Department Seminar at IUPUI (Virtual)

Speaker: Jian-Xun Wang, Date / Time: Nov. 12, 2020, 11:00 – 12:00 pm, Location: (Virtual)

Abstract

Recent advances in data science techniques, combined with the ever-increasing availability of high-fidelity simulation/measurement data open up new opportunities for developing data-enabled computational modeling of fluid systems. However, compared to most computer science applications, the cost of data acquisition for modeling complex physical/physiological systems is usually expensive or even prohibitive, which poses challenges for directly leveraging the success of existing deep learning models. On the other hand, there is often richness of prior knowledge, including physical laws and phenomenological principles, which can be leveraged to enable efficient learning in the “small data” regime. This talk will focus on physics-informed deep learning (PIDL), which has recently attracted increasing attention in the scientific machine learning community. The objective is to enable effective learning in a data-scarce setting by incorporating physics knowledge (e.g., conservation laws) to inform the learning architecture construction and/or constrain the training process. Our recent developments in PIDL for, e.g., surrogate modeling, super-resolution, and uncertainty quantification, will be presented. The effectiveness of the proposed methods will be demonstrated on a number of fluid problems that are relevant to hemodynamic applications. 

Department Seminar Talk at CU Boulder, Mar 4th. 2020,

https://www.colorado.edu/center/aerospacemechanics/events/spring-2020-fluids-structure-materials-fsm-seminars

Speaker: Jian-Xun Wang, Date / Time: Wednesday, March 4, 2020, 4:30 – 5:30 pm, Location: AERO 114

Abstract:

Recent advances in data science techniques, combined with the ever-increasing availability of high-fidelity simulation/measurement data open up new opportunities for developing data-enabled computational modeling of fluid systems. However, compared to most applications in the computer science community, the cost of data acquisition for modeling complex physical/physiological systems is usually expensive or even prohibitive, which poses challenges for directly leveraging the success of existing deep learning models. On the other hand, there is usually richness of prior knowledge including physical laws and phenomenological theories, which can be leveraged to enable efficient learning in the “small data” regime. This talk will focus on the data-driven/data-augmented modeling for fluid flows based using physics-constrained machine learning and Bayesian data assimilation techniques, where both the sparse data and physical principles are leveraged. Specifically, several separate but related topics will be covered, including machine learning assisted RANS turbulence modeling, physics-constrained deep learning for fluid surrogate modeling and super-resolution, and multi-fidelity Bayesian data assimilation for field inversion in fluid simulations.
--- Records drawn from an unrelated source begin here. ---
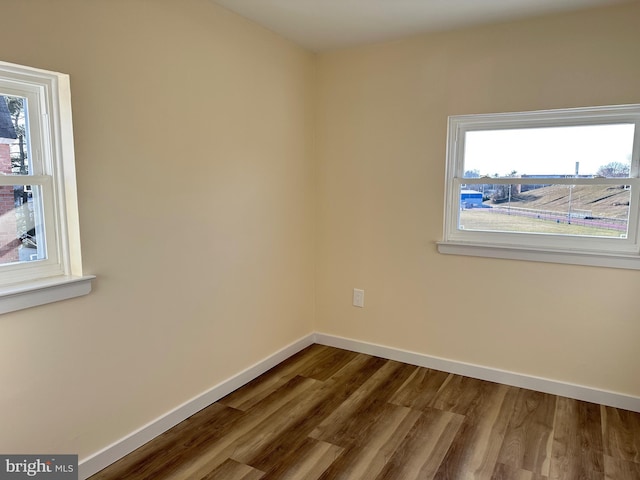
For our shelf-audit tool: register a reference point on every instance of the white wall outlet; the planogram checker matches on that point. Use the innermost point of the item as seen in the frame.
(358, 298)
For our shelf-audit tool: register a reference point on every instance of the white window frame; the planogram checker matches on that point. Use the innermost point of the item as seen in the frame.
(605, 252)
(52, 170)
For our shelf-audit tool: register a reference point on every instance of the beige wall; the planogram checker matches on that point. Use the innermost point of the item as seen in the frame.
(193, 153)
(381, 135)
(205, 217)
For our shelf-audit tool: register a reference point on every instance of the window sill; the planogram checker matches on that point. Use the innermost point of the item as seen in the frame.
(550, 256)
(41, 292)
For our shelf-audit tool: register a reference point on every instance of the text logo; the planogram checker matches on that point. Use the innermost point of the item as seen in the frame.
(39, 467)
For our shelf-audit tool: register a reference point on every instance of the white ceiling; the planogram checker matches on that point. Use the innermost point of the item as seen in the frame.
(328, 24)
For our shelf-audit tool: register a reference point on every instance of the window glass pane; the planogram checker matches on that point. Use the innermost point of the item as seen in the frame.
(14, 135)
(584, 151)
(21, 224)
(577, 210)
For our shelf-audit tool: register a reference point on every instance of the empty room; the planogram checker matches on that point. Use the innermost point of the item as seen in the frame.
(287, 239)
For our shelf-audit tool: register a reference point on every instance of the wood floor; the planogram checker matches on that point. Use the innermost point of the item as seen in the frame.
(327, 413)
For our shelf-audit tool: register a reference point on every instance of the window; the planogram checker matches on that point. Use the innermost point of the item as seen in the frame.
(40, 257)
(557, 186)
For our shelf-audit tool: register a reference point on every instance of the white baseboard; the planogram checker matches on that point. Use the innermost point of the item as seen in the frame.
(545, 385)
(105, 457)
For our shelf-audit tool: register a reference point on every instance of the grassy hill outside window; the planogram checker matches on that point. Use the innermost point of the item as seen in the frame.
(556, 186)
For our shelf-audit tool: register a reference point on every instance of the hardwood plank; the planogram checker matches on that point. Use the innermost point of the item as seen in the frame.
(420, 389)
(364, 458)
(310, 461)
(232, 470)
(621, 433)
(420, 454)
(333, 393)
(505, 472)
(267, 383)
(617, 469)
(577, 441)
(218, 451)
(487, 407)
(346, 423)
(529, 437)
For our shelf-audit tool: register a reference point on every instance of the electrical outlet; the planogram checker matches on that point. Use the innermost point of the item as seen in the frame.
(358, 298)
Several presentations at APS DFD 2019, Seattle.

J Wang’s group will give three presentations at 72nd APS-DFD in Seattle,

See you in Seattle!

 

Presented PCML paper in USC Workshop on Research Challenges at the interface of Machine Learning and Uncertainty Quantification

Presented a paper entitled of Surrogate Modeling for Fluid Flows Based on Physics-Constrained, Label-Free Deep Learning at USC Workshop on Research Challenges at the interface of Machine Learning and Uncertainty Quantification. Please check out http://hyperion.usc.edu/MLUQ/agenda.html

Invited talk at Workshop of Machine Learning for Computational Fluid and Solid Dynamics

Tuesday, February 19, 2019 – Thursday, February 21, 2019  [www] Santa Fe

Recent breakthroughs in machine learning (ML), including the stunning successes of AlphaZero and AlphaGo, have demonstrated tremendous potential for transforming scientific computing.  The application of these exciting advances in algorithms and computer architectures to the computational modeling and simulation community introduces several additional requirements and challenges beyond traditional applications such as data analytics and computer vision. These include physical constraints (the subject of CNLS Physics-Informed Machine Learning workshops in 2016 and 2018), the need for uncertainty quantification (UQ), and computational requirements for embedded ML models, e.g. for parameter tuning, sub-scale physics models, optimization, UQ, or data assimilation. This workshop will bring together international leaders in the development and application of ML methods for fluid and solid dynamics.